Former Essex fast-bowler Mervyn Westfield was accused of fraud today over claims he deliberately played poorly.

The Crown Prosecution Service said Westfield had been charged with conspiracy to defraud.

Investigators allege he acted dishonestly during a match between Durham and Essex on September 5, 2009.

It is alleged he dishonestly agreed to bowl his first over in such a way as to allow a certain number of runs to be scored.

Antony Swift, of the CPS, said Westfield would appear at City of London Magistrates' Court next Thursday at 10am.

Westfield, 22, of Chelmsford, was arrested in May after suspicions were raised over a 40-over match.

A second player, Essex and Pakistan leg spinner Danish Kaneria, 29, was also arrested and questioned but police said last week that he will face no further action.

Police were investigating allegations surrounding spot betting, a niche area of gambling where people bet on specific occurrences in a game.

Swift added: "I have advised that Mervyn Westfield should be charged with one count of conspiracy to defraud for intentionally playing other than to the best of his ability, contrary to his contractual obligations.

"It is alleged that he dishonestly agreed to bowl his first over to allow the scoring of a certain number of runs at a match between Durham and Essex on September 5, 2009.

"I have made this decision after careful consideration of a file of evidence from Essex Police.

"There is sufficient evidence to prosecute Mr Westfield and it is in the public interest to do so."

Westfield was charged this morning at Rayleigh police station in Essex.
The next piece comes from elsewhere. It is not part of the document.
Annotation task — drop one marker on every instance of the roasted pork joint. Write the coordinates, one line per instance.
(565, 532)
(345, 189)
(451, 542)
He has been released on bail.

The player is accused of conspiring to defraud the club's members, his team-mates and spectators at the match.

The offence, under the Criminal Justice Act 1987, carries a maximum sentence of 10 years imprisonment and an unlimited fine.

The charge is a fresh blow to the reputation of a game engulfed by controversy over claims of corruption.

Scotland Yard detectives continue to probe allegations members of the Pakistan cricket team deliberately bowled no balls during their tour of England.

Businessman Mazhar Majeed is accused of accepting £150,000 to fix the actions of captain Salman Butt, Mohammad Asif and Mohammad Aamer during the fourth Test at Lord's.

The three players have been interviewed under caution and suspended by the International Cricket Council (ICC). They deny any wrongdoing.

A fourth player, Fast bowler Wahab Riaz, was also questioned by police under caution on Tuesday.